Of course, adaptation is hard. Internal silos, guardrails, legacy systems and processes that have been institutionalized in the well-intended pursuit of scale and corporate governance make it challenging to compete with singularly focused entrepreneurial teams. These inhibitors work against the rapid, iterative processes and culture needed to build transformative products and achieve product-market-fit on a time and cost scale that works.
There is hope. Many of the great corporate product and service innovations have originated from partnerships between industry-leading incumbents and entrepreneurial teams that possess the requisite mindset, agility, structure, freedom, incentives, domain expertise and ecosystem relationships. Importantly, they also had accountability for the new product or service from idea all the way through to launch.

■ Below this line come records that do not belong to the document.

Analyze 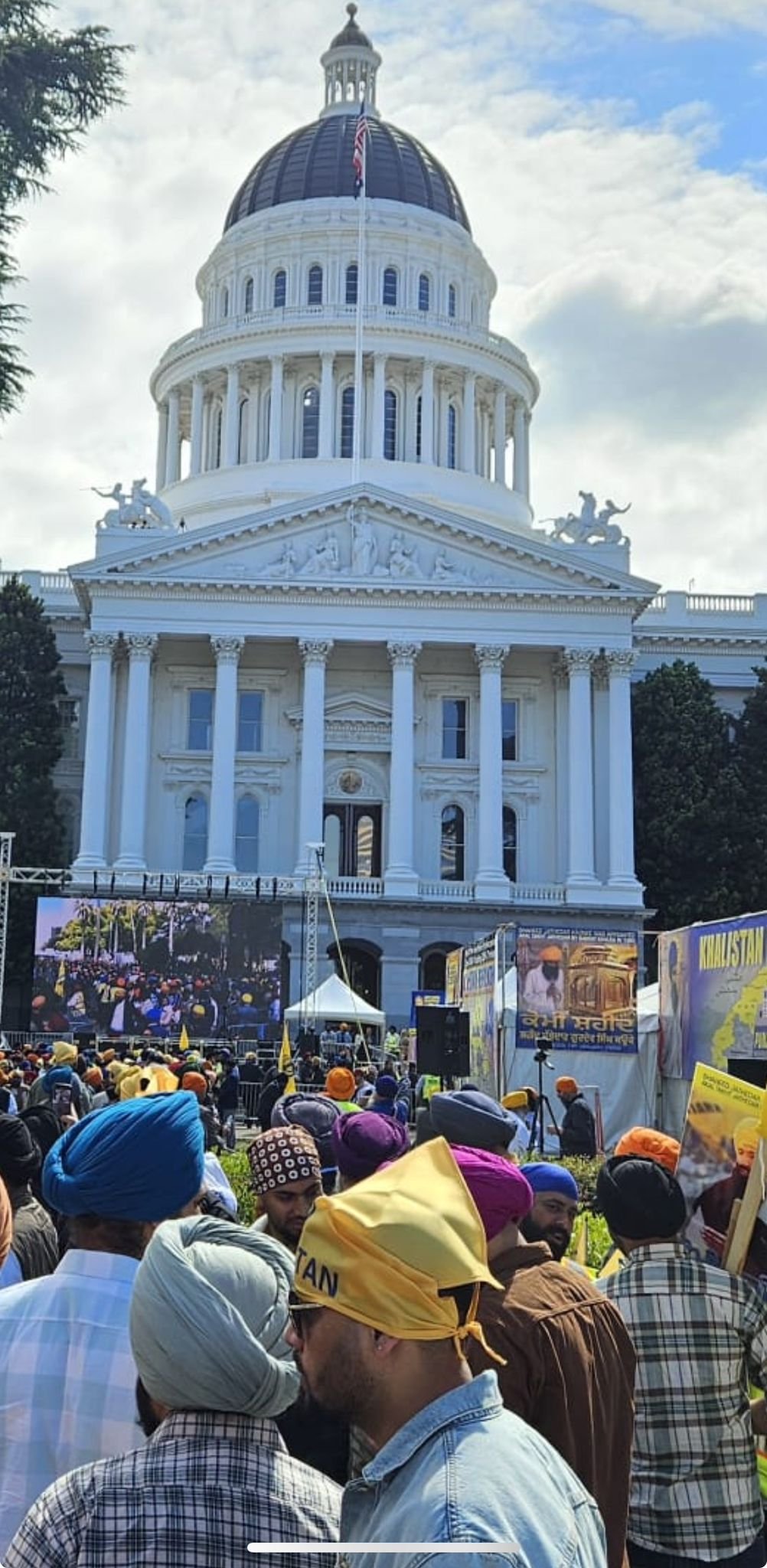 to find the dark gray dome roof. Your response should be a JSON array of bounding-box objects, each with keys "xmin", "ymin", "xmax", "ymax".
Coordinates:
[{"xmin": 224, "ymin": 115, "xmax": 471, "ymax": 234}]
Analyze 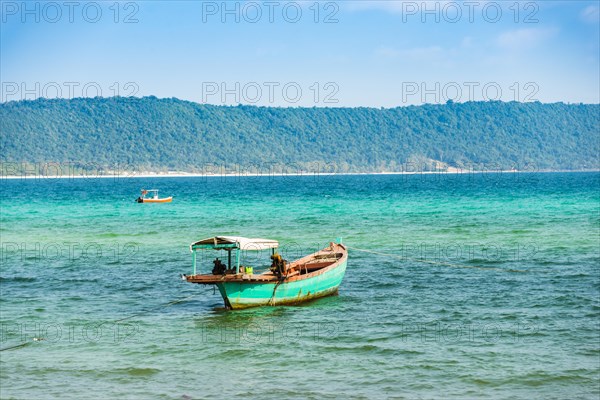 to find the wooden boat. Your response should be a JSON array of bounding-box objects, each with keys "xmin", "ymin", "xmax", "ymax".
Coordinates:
[
  {"xmin": 135, "ymin": 189, "xmax": 173, "ymax": 203},
  {"xmin": 182, "ymin": 236, "xmax": 348, "ymax": 309}
]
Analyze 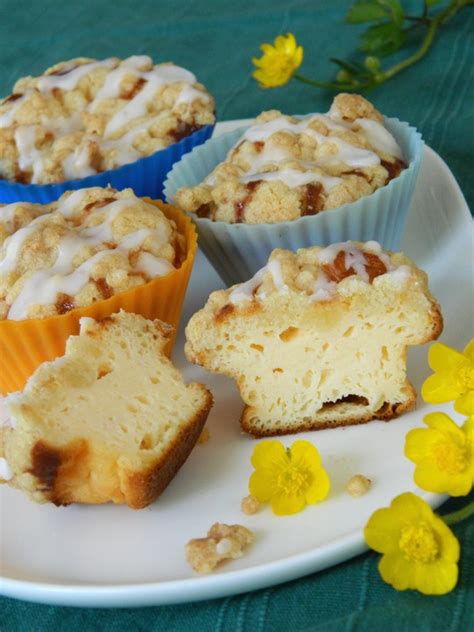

This type of partnership has the power to drive long-term enterprise value growth through quality, speed and cost management. Nestlé’s bold move to disrupt its core business with Nespresso, Lego’s transition from the world of toys to its empire of entertainment and experience, and GE’s transition to a data-driven, analytics and internet industrial company are just a few examples of innovations conceived and executed in partnership with entrepreneurial teams outside of the core organization. Today’s outsiders may well be tomorrow’s competition but extinction isn’t inevitable. Adaptation is possible; by working in partnership with external entrepreneurial teams, mature organizations can build new products and services that compete head-to-head with insurgents, opening a new world of possibilities.